Prediction model constructed with SBP as dependent variable has an accuracy of 84.21% and an adjusted R-square of 0.274. Sensitivity and specificity are 38.71% and 95.87%, respectively. Prediction model constructed with DBP as dependent variable has an accuracy of 88.73% and an adjusted R-square of 0.225. Sensitivity and specificity are 68.75% and 94.55%, respectively. Receiver operator characteristic (ROC) curves of the present models are shown in Figure 1. AUC (area under the curve) are 0.673 and 0.817 for SBP and DBP model, respectively.
ROC curves of SBP and DBP prediction models. ROC: receiver operator characteristic; SBP: systolic blood pressure; DBP: diastolic blood pressure.
We constructed prediction models for EH, predictors included in the present models consist of not only genetic risk factors, namely EH-related SNPs, but also nongenetic factors such as anthropometric indexes, personal and family history, and biochemistry indicators.
It is well established that as a multiple pathogenic factors disease, both environmental and genetic factors play critical roles in the onset and progression of EH. It is reasonable and necessary to combine environmental factors with genetic factors to interpret the pathogenesis of EH. To date, it is still under exploration that to what extent genetics can predict the onset of EH [15, 16]. As a polygenetic disease, the onset of EH can hardly be interpreted by individual SNP or SNPs from single gene. Given this, we selected a total of 102 SNPs from 40 suspected genes. We selected SNPs not only from results of GWAS in East Asians, but also from tag SNPs screening using candidate gene approach and related-pathway strategies, as well as the results of our previous research [17-19]. After univariable association analyses of each SNP, 21 SNPs from 10 genes in total were identified as associated with EH in Northern Han Chinese population. Among which, 14 SNPs from 9 genes and 13 SNPs from 7 genes were identified as associated with SBP and DBP, respectively. After the identification of statistically significant genetic and nongenetic covariates, multivariable analyses with the method of SVM, one of the core methods in machine learning was used to construct the present risk prediction models of EH.
China is a multi-nationality country with a heterogeneous genetic background. It has been shown that genetic information varies a lot even between southern and northern Han Chinese populations. We targeted only northern Han Chinese population, which makes the genetic factors of a higher predictive value and thus can interpret the onset of EH more persuasively due to the relative homogeneity among the research groups.
In the present study, through the method of traditional logistic regression, we identified occasional drinking as a protective factor for EH. To our knowledge, several clinical trials have explored the association between alcohol intake and BP. However, the outcomes of these trials are controversial. Meta-analyses showed that alcohol intake is a risk factor for hypertension [20]. However, other clinical trials have shown that the relationship of alcohol consumption and BP appeared J curve. Light-drinkers have lower BP than non-drinkers. The inconsistent results are probably due to the types of drinkers that these studies included are diverse, ranging from social drinkers to alcoholics. And ethnic difference may also play some role in this situation.

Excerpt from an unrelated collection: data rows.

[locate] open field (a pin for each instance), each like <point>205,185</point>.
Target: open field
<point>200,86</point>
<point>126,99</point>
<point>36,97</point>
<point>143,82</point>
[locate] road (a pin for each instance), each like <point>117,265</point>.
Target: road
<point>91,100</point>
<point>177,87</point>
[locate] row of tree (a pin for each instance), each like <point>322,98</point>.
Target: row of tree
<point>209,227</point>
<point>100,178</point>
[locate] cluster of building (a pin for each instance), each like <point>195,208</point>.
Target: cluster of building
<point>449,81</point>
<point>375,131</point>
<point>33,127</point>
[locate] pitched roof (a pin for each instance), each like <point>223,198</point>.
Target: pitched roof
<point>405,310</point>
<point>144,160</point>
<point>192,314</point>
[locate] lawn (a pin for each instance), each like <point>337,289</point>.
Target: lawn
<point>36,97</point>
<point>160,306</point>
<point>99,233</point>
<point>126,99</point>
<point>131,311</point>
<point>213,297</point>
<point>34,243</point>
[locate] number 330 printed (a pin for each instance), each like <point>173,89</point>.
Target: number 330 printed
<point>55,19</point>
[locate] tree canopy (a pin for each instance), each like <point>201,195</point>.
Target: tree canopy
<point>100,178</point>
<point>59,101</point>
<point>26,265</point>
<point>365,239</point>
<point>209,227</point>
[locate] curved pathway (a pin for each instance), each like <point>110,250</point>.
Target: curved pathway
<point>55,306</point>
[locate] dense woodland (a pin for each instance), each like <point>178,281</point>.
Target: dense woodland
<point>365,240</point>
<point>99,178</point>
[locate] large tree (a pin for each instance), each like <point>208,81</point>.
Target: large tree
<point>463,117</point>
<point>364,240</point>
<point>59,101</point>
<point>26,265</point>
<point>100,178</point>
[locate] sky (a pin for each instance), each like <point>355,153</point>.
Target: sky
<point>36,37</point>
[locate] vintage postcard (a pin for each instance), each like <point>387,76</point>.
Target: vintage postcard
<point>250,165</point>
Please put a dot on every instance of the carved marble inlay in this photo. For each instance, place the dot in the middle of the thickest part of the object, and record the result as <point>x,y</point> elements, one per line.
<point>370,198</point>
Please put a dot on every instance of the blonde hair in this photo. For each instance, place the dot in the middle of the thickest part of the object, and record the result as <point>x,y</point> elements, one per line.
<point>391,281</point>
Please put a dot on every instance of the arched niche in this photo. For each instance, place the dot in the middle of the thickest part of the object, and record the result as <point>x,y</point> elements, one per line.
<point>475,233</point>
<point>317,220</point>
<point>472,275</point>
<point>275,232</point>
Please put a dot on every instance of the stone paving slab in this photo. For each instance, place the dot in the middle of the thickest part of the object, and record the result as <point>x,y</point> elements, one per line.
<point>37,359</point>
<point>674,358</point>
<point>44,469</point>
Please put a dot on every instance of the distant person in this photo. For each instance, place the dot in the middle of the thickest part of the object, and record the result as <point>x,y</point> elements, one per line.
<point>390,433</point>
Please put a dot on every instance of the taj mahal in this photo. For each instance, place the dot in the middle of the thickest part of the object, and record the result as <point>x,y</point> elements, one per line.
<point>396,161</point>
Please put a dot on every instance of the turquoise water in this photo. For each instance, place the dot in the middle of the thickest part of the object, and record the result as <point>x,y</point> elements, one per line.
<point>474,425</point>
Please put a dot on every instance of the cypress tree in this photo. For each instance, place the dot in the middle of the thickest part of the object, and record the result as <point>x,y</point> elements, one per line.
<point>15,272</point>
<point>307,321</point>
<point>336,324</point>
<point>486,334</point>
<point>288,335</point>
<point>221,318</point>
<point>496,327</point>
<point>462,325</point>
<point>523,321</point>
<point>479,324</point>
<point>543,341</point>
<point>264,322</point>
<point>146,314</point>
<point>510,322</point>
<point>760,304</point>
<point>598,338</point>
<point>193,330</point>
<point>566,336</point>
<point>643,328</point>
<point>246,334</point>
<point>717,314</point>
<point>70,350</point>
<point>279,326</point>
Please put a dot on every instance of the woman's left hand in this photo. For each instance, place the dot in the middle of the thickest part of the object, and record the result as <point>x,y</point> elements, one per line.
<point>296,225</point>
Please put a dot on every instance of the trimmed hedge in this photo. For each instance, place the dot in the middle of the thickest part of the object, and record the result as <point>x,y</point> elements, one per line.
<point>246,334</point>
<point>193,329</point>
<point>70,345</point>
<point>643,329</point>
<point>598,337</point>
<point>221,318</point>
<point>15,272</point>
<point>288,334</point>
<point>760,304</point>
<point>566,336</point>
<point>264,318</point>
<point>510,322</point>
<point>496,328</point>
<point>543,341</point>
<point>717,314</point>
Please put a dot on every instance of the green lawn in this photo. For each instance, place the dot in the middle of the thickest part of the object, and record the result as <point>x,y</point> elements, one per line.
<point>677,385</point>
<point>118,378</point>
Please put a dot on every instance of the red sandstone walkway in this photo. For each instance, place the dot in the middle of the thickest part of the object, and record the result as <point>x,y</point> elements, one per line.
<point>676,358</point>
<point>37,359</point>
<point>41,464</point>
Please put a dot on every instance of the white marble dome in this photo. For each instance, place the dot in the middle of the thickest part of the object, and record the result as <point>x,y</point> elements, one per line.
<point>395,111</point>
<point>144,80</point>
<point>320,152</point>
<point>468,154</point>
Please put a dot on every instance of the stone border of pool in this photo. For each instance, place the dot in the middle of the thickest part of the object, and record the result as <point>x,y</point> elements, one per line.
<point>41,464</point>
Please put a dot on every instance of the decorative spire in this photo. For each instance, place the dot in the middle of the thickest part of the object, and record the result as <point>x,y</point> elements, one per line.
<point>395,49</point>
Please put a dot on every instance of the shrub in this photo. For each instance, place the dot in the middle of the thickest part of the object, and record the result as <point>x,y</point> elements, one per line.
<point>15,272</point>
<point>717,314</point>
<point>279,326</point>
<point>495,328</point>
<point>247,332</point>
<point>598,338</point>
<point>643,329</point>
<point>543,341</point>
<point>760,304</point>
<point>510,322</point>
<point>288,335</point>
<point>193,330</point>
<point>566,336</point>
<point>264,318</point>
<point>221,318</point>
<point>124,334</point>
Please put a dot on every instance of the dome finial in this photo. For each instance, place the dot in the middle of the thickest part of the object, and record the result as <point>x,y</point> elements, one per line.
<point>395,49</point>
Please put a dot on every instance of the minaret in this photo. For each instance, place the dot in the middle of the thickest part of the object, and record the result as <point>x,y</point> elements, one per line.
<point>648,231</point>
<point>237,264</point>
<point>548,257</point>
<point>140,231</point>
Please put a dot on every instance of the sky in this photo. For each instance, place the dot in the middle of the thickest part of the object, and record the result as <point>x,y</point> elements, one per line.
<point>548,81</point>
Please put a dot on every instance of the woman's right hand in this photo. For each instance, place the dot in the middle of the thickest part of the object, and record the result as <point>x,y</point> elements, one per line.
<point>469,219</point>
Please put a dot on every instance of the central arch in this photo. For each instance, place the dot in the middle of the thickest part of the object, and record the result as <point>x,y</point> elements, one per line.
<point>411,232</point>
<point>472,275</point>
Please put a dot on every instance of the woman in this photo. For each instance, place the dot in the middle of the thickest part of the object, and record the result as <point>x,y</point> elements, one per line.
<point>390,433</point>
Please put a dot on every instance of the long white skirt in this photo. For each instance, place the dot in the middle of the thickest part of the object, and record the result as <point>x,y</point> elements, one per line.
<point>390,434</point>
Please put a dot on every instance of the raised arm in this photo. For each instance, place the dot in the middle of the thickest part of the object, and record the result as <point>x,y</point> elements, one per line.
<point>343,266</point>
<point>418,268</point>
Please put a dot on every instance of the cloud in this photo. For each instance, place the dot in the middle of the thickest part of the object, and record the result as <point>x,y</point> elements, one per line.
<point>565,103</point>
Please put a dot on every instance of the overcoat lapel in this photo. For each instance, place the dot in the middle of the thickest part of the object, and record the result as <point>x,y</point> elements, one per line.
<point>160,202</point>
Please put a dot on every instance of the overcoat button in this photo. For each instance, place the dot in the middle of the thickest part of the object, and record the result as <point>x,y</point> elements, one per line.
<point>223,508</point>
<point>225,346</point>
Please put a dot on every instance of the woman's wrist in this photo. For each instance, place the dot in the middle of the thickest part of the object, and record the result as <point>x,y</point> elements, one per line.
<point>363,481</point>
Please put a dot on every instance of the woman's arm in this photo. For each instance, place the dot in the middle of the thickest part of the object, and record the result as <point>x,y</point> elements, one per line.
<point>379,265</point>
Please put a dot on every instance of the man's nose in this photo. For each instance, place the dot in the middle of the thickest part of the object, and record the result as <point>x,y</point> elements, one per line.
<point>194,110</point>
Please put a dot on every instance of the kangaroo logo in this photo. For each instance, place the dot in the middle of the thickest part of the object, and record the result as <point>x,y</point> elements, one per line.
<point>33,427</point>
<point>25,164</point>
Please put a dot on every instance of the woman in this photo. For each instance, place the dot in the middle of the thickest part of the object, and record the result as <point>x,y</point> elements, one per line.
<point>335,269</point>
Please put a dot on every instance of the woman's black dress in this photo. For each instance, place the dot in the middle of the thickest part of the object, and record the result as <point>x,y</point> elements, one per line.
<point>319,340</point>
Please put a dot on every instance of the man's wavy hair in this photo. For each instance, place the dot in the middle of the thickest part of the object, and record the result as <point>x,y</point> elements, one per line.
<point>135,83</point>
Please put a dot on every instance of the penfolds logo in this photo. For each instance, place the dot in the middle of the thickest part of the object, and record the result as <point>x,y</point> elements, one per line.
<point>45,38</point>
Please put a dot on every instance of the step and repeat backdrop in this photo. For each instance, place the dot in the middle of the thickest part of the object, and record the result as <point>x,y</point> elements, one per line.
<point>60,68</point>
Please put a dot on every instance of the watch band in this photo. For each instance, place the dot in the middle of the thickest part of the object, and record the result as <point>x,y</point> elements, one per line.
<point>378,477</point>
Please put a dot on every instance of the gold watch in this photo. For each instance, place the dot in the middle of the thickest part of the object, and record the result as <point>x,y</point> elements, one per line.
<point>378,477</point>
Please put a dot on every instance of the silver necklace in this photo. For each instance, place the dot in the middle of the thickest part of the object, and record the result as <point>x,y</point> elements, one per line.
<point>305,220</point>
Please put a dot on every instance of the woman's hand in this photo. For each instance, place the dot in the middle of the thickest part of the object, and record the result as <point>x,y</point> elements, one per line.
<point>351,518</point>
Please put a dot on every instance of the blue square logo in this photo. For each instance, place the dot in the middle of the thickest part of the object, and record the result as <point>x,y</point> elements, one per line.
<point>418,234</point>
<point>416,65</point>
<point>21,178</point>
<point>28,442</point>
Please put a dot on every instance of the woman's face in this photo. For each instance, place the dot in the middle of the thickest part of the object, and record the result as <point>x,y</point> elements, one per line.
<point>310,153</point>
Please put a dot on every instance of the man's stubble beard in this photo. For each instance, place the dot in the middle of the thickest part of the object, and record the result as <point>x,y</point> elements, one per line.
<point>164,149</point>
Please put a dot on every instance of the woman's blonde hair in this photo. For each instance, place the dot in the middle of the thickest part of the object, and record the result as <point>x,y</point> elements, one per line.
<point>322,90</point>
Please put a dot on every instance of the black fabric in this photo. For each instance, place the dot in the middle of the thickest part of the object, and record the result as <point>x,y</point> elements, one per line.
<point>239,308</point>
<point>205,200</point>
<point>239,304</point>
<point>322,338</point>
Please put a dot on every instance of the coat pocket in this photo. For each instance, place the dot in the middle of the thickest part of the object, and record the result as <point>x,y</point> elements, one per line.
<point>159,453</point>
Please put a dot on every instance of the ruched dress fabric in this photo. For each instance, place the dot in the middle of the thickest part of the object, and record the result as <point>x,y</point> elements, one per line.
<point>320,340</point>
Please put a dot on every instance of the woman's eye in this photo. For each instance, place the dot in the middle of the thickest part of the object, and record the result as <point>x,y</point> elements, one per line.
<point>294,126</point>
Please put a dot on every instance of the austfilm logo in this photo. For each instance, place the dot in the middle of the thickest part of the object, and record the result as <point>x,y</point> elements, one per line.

As a retrospective cross-sectional study, SBP and DBP were set as dependent variables, then environmental and genetic risk factors were examined through machine learning method with the “caret” package of R software. The main advantage of machine learning for the present study is its ability to compensate the shortness of relatively small sample size. For a machine learning method, it divided all data into training sets and testing sets then training sets were used for the development of the prediction model and testing sets were used to test the accuracy, sensitivity and specificity of the model. As the training and testing accumulated, the model was optimized little by little. Each time the calculation was carried out, weight for each risk factor will be modified and optimized. Hence, instead of putting one fixed weight for each risk factor, our models have ever-changing weights for all variables and will keep optimizing itself through time and the importation of new data.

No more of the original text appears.